The loss of originality and individuality means that citizens come to think, feel and act as they are supposed to think, feel and act. This loss of identity than makes it still more imperative to conform because by conforming with the expectations of others, by not being different, the doubts about one's own identity are silenced and a certain security is found within the herd. However the price payed is high. Giving up individuality and originality results in the thwarting of life. Psychologically the automaton, while being alive on the outside, is dead emotionally and mentally. While they go through the motions of living, their life runs through their hands like sand. Behind a front of satisfaction modern citizens are deeply unhappy; as a matter of fact they are on the verge of desperation. They desperately cling to the notion of individuality, and yet only the last vestiges of individuality are left. Modern citizens are starved of life. But since being an automaton they cannot experience life in any sense of original spontaneous activity, they take as surrogate any kind of excitement and thrill; the thrill of drinking, of sports, of vicariously living the excitements of fictitious persons on the TV screen.

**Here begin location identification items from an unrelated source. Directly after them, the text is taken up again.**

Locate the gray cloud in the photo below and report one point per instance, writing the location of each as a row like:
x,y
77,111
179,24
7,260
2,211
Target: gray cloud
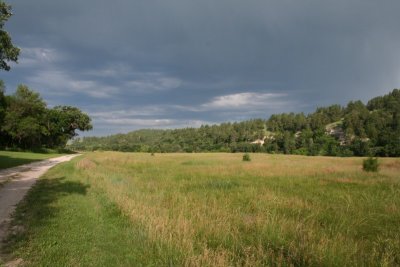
x,y
204,56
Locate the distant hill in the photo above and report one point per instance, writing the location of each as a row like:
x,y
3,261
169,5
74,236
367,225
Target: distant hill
x,y
355,130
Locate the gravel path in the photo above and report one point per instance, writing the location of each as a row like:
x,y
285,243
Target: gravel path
x,y
15,183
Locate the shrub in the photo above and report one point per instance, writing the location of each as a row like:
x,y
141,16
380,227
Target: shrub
x,y
370,164
246,157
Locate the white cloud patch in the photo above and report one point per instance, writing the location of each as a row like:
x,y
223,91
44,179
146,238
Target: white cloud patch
x,y
38,57
245,100
151,82
60,83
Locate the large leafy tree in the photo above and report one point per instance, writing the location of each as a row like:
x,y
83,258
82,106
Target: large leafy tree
x,y
61,123
8,52
23,117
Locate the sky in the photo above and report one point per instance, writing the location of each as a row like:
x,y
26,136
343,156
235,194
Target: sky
x,y
134,64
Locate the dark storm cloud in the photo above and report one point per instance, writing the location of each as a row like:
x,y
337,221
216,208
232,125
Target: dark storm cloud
x,y
204,61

What then is the meaning of freedom for modern citizens? They have become relatively free from the external bonds that would prevent them from doing and thinking what they see fit. They would be free to act according to their own free will, if they knew what they wanted, thought and felt. But they do not know. This is precisely the point. Modern citizens do not know what "they" want - they only want what they are "supposed" to want. They conform to anonymous authorities and adopt a way of thinking which is not really theirs. The more they do this, the more powerless they become, the more they are forced to conform.

Adapted from ideas presented by Eric Fromm in 'Fear of Freedom', Routledge, 2002 (1942), pp158-221.